Scotty folds his clothes and puts them on the chair. In the bathroom he can hear Kevin brush his teeth. And he feels sad again, now that Kevin is not here to cheer him up. He wants to believe that Kevin is right, that maybe a few years from now, things will be different. But he so badly wants it to be NOW and not in a couple of years.

He walks up to Kevin, Kevin is just finished and Scotty takes his place in front of the mirror. As Kevin walks back into the bedroom, he spends one more look at Scotty. God. He loves that man. Somehow his life is complete with Scotty in it. It’s not perfect, but it doesn’t have to be. But he doesn’t doubt Scotty’s love for him and hopes and prays that Scotty doesn’t doubt him.

Scotty made the bed this morning and all the sheets smell fresh and clean and Kevin loves the cool feeling on his skin. Scotty joins him now, sliding next to Kevin between the sheets, Kevin turns on his back and Scotty lies close to him. An arm around Kevin’s waist.
“Did you mean what you said?” Scotty asks quietly.

“Which part?”
“About marrying me, when we can get married.”
“When I believe they no one can take it away from us anymore, I’ll marry you…. Will you then marry me?”
“Yes. I will.”

The End.
 
Comments 
12th-Nov-2008 01:09 am (UTC)
This was so beautifully sad, it made me tear up. Coming from Germany I still don't get how you can vote against gay-marriage to "protect" your own marriage. Seriously- what the fuck? How does the right for two people of the same sex to marry each other influence my marriage, my relationship at all? What does it to "protect" my children - if I tell them I think two people in love shouldn't marry - because the happen to have the same sex? Shouldn't we welcome everybody who wants to commit to a partner, to show, whom he loves openly.
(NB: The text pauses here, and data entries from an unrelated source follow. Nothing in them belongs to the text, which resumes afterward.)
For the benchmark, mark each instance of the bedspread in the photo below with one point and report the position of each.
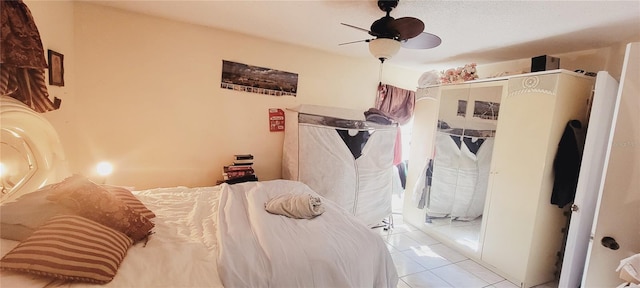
(259, 249)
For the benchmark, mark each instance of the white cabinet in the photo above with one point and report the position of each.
(521, 231)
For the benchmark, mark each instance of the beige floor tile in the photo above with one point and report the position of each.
(405, 265)
(425, 279)
(479, 271)
(458, 277)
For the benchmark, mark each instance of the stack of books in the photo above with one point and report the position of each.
(240, 171)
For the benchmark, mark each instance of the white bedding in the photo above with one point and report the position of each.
(181, 253)
(258, 249)
(253, 247)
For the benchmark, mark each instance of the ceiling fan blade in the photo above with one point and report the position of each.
(366, 40)
(407, 27)
(423, 41)
(355, 27)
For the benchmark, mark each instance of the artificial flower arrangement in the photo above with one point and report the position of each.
(460, 74)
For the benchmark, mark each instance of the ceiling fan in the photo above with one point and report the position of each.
(391, 33)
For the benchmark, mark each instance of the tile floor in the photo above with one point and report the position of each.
(422, 261)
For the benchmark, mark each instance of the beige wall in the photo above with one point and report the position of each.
(144, 93)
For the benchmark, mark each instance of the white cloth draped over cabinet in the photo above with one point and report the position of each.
(460, 177)
(347, 161)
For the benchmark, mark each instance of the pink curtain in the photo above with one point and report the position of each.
(396, 102)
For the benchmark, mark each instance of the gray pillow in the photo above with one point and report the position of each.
(19, 218)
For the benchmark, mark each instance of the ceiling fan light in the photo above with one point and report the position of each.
(383, 48)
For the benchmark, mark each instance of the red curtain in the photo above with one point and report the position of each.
(22, 61)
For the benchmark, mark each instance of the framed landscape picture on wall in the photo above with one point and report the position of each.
(254, 79)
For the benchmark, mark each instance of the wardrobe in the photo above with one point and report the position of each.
(519, 232)
(342, 157)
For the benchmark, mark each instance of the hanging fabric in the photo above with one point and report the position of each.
(396, 102)
(566, 164)
(22, 60)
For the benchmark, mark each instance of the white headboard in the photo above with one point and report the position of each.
(31, 154)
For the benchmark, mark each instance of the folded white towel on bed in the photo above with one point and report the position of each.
(300, 206)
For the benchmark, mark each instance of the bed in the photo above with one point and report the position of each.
(220, 236)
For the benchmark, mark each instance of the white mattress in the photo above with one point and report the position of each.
(181, 253)
(254, 248)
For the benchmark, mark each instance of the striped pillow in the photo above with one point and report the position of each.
(89, 200)
(71, 248)
(128, 198)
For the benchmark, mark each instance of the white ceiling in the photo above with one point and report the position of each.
(471, 31)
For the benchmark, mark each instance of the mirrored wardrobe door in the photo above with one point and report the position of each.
(463, 144)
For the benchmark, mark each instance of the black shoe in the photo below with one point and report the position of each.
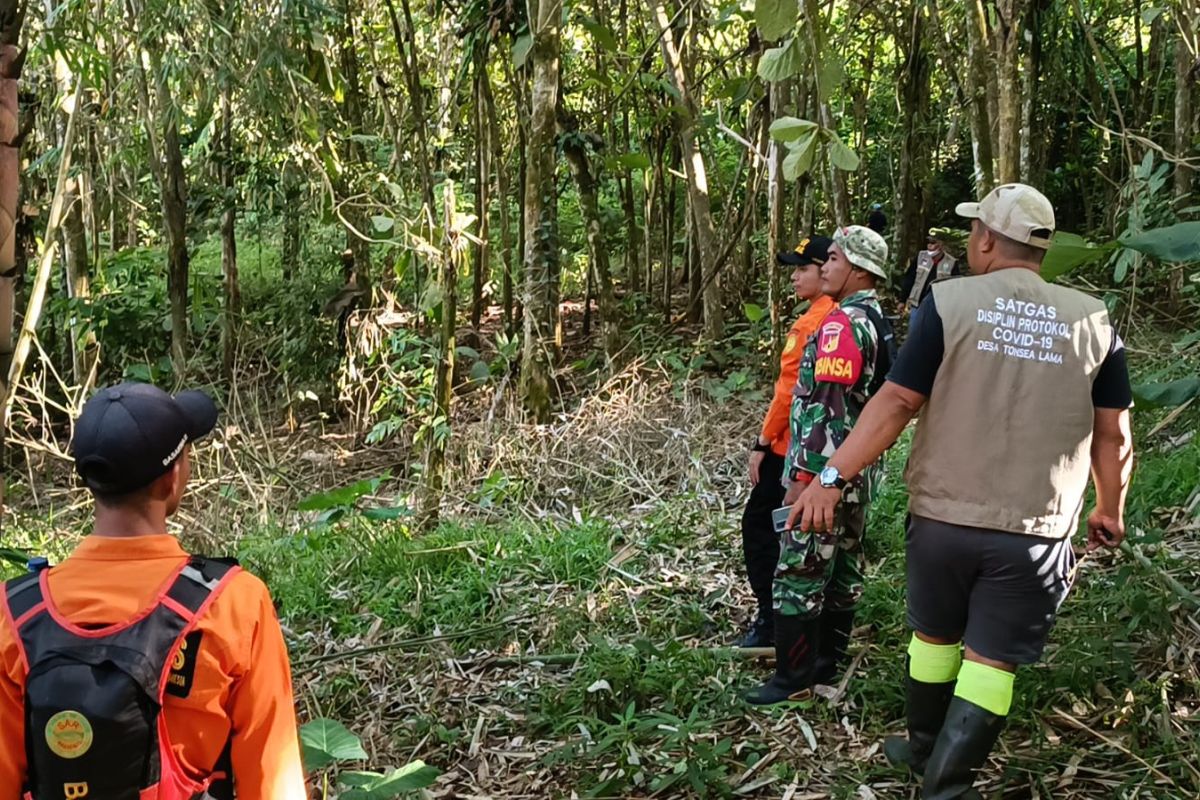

The example of bad heterosexual relationships in your story were perfect. Heterosexual marriage is a far cry from perfect. Here in Germany it is failing big time, nearly every second marriage gets divorced in the end. To protect my marriage, shouldn't I work on said marriage instead of telling a select group of people that they, and only they should not have the right to marry?? I don't get it at all!!!!
12th-Nov-2008 08:32 am (UTC)
I agree with you. I've been SO frustrated these last few days. It just drives me mad, to know that people can be so narrow-minded. And they are allowed to spew their hate and venom in the name of God. Sad, really sad.
5th-Apr-2012 12:14 am (UTC)
New York has now granted same sex marriage..hope CA will follow suit soon.
The west is more open....you don't know about the close mindedness in Asian countries...majority of people are ignorant that there are such things like homosexuality.